Purification, Characterization, and Molecular Analysis of Thermostable Cellulases CelA and CelB from Thermotoga neapolitana

Jin-Duck Bok, Dinesh A. Yernool, and Douglas E. Eveleigh^*

Department of Biochemistry and Microbiology, Cook College, Rutgers University, New Brunswick, New Jersey 08901

Received 11 May 1998/Accepted 10 September 1998

Two thermostable endocellulases, CelA and CelB, were purified from Thermotoga neapolitana. CelA (molecular mass, 29 kDa; pI 4.6) is optimally active at pH 6.0 at 95°C, while CelB (molecular mass, 30 kDa; pI 4.1) has a broader optimal pH range (pH 6.0 to 6.6) at 106°C. Both enzymes are characterized by a high level of activity (high V_max value and low apparent K_m value) with carboxymethyl cellulose; the specific activities of CelA and CelB are 1,219 and 1,536 U/mg, respectively.

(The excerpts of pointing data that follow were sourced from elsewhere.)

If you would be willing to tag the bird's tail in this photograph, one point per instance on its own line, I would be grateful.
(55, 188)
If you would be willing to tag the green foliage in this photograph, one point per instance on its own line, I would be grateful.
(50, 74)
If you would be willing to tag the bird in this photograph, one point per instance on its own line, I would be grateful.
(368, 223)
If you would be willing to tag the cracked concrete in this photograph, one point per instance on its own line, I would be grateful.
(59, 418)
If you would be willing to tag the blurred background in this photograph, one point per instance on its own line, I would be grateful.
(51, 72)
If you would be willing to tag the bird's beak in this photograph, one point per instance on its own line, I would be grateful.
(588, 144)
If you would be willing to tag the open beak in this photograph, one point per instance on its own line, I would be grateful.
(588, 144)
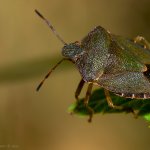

With p-nitrophenyl cellobioside the V_max values of CelA and CelB are 69.2 and 18.4 U/mg, respectively, while the K_m values are 0.97 and 0.3 mM, respectively. The major end products of cellulose hydrolysis, glucose and cellobiose, competitively inhibit CelA, and CelB. The K_i values for CelA are 0.44 M for glucose and 2.5 mM for cellobiose; the K_i values for CelB are 0.2 M for glucose and 1.16 mM for cellobiose. CelB preferentially cleaves larger cellooligomers, producing cellobiose as the end product; it also exhibits significant transglycosylation activity. This enzyme is highly thermostable and has half-lives of 130 min at 106°C and 26 min at 110°C. A single clone encoding the celA and celB genes was identified by screening a T. neapolitana genomic library in Escherichia coli. The celA gene encodes a 257-amino-acid protein, while celB encodes a 274-amino-acid protein. Both proteins belong to family 12 of the glycosyl hydrolases, and the two proteins are 60% similar to each other. Northern blots of T. neapolitana mRNA revealed that celA and celB are monocistronic messages, and both genes are inducible by cellobiose and are repressed by glucose.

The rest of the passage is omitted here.